Pope Francis offered those heartfelt words of appreciation to the people of Canada, as he prepared to depart from Quebec to make a brief stop in the northernmost city of Iqaluit.
The Pope met Friday morning with a delegation of indigenous people present in Quebec at the Archbishop’s Residence.
In his remarks, the Holy Father recalled the theme of his Apostolic Journey: “Walking Together”.
‘Pain for wrong inflicted’
Pope Francis recalled that he came to Canada as a pilgrim and as “a friend in order to meet you and to see, hear, learn, and appreciate how the indigenous peoples of this country live.”
“I have come as a brother, to discover firsthand the good and bad fruit borne by members of the local Catholic family in the course of the years,” he said. “I have come in a spirit of penance, to express my heartfelt pain at the wrong inflicted on you by not a few Catholics who supported oppressive and unjust policies in your regard.”
The Pope expressed his hopes that his visit may advance the “search for truth” to help in healing and reconciliation, while sowing “seeds of hope” for future generations.
As he prepared to depart Canada later on Friday, Pope Francis said he is returning to Rome “greatly enriched” and that he has felt particularly moved by the “indigenous realities of these lands”.
The vastness of this land makes us think of the lengthy path of healing and reconciliation that we are facing together.
The celebration of the feast of St Anne was a special highlight, said the Pope, since it offered a reminder to conserve the bond between young and old and “to maintain a healthy and harmonious relationship with all of Creation.”
Weave anew reconciliation
Pope Francis went on to encourage all Canadians—indigenous and non-indigenous alike—to entrust the fruits of his visit to three holy women: St.

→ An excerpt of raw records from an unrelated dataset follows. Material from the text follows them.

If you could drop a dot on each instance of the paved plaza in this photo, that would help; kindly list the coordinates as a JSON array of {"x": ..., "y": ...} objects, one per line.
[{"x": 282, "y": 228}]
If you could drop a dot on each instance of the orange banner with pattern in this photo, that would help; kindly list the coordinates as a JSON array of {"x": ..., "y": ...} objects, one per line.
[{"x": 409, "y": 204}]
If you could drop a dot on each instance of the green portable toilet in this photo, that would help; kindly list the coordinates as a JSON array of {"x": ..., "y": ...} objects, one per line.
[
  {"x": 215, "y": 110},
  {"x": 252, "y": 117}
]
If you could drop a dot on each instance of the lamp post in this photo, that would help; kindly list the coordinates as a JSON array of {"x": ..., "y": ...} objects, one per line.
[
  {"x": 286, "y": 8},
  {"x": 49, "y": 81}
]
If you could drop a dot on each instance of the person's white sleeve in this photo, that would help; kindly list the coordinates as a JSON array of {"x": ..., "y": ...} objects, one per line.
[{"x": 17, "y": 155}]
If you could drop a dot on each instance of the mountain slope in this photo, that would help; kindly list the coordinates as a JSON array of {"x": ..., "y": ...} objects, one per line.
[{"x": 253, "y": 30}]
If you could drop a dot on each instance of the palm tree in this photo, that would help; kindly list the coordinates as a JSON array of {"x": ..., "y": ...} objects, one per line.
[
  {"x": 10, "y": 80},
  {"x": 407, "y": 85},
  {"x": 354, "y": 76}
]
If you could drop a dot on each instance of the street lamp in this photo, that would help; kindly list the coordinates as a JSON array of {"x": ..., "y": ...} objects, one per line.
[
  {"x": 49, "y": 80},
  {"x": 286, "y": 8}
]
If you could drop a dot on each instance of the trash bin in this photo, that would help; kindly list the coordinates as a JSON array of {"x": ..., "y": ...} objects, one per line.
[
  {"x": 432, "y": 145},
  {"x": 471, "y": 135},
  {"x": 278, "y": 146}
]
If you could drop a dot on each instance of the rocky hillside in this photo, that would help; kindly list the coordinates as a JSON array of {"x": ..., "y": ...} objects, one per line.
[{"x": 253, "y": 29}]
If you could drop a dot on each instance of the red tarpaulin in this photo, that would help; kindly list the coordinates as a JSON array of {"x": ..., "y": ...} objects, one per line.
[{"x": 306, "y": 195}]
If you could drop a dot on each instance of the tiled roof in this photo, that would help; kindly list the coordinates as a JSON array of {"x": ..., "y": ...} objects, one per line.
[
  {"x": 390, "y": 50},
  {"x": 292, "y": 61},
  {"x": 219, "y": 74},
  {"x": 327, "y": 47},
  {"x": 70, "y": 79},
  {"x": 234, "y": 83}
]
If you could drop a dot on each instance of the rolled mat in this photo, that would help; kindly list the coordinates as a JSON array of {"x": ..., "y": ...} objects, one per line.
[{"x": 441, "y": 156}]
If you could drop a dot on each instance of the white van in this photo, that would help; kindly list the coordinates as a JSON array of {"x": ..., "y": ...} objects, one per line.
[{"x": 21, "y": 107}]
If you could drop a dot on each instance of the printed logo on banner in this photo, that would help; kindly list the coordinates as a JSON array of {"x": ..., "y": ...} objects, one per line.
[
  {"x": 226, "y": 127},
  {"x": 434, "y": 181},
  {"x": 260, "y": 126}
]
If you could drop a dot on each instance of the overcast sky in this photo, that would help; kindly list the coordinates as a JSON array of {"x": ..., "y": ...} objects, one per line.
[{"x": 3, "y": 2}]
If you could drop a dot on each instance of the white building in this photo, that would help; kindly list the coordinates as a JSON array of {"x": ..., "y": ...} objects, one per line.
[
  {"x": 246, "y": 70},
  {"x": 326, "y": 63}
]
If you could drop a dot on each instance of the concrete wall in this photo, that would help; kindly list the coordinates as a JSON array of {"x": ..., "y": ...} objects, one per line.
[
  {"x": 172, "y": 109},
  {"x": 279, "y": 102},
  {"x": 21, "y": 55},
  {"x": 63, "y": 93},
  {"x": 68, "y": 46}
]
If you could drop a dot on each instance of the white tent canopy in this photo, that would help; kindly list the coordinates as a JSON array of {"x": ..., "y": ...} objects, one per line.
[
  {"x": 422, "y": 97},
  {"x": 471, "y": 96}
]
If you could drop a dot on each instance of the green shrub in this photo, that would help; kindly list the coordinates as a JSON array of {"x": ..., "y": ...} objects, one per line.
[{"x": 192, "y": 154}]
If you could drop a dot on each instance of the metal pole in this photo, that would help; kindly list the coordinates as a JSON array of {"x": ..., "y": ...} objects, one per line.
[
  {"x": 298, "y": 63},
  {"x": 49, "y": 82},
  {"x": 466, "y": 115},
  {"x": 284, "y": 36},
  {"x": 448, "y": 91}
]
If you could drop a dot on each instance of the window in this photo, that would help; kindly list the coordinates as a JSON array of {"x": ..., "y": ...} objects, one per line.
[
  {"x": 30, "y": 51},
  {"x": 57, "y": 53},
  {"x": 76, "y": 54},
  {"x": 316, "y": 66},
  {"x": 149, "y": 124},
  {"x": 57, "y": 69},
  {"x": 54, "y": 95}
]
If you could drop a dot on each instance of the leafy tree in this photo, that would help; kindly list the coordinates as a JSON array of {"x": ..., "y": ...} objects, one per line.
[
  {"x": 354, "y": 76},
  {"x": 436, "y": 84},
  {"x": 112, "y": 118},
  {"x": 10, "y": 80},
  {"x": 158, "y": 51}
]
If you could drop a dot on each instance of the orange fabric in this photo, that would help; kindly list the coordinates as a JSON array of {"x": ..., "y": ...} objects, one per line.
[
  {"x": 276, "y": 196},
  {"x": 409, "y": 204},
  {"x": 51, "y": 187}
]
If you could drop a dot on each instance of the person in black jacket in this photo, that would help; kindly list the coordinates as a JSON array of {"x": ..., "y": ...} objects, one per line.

Anne, the Blessed Virgin Mary, and St. Kateri Tekakwitha.
I dare say, if you will allow me, that now, in a certain sense, I also feel a part of your family, and for this, I am honored
St. Anne, he said, recalls the gifts of tenderness and protection; Mary points to our pilgrim path to heaven; and, St. Kateri offers an example of exemplary devotion to prayer and work, as well as the “ability to endure many trials with patience and meekness”.
Journey toward healing
In conclusion, the Pope encouraged the people of Canada to follow the dreams God has planted in their hearts with “meekness and determination” in the footsteps of these holy women.
“May they bless the journey we now share,” he prayed, “and intercede for us and for this great work of healing and reconciliation that is so pleasing to God.”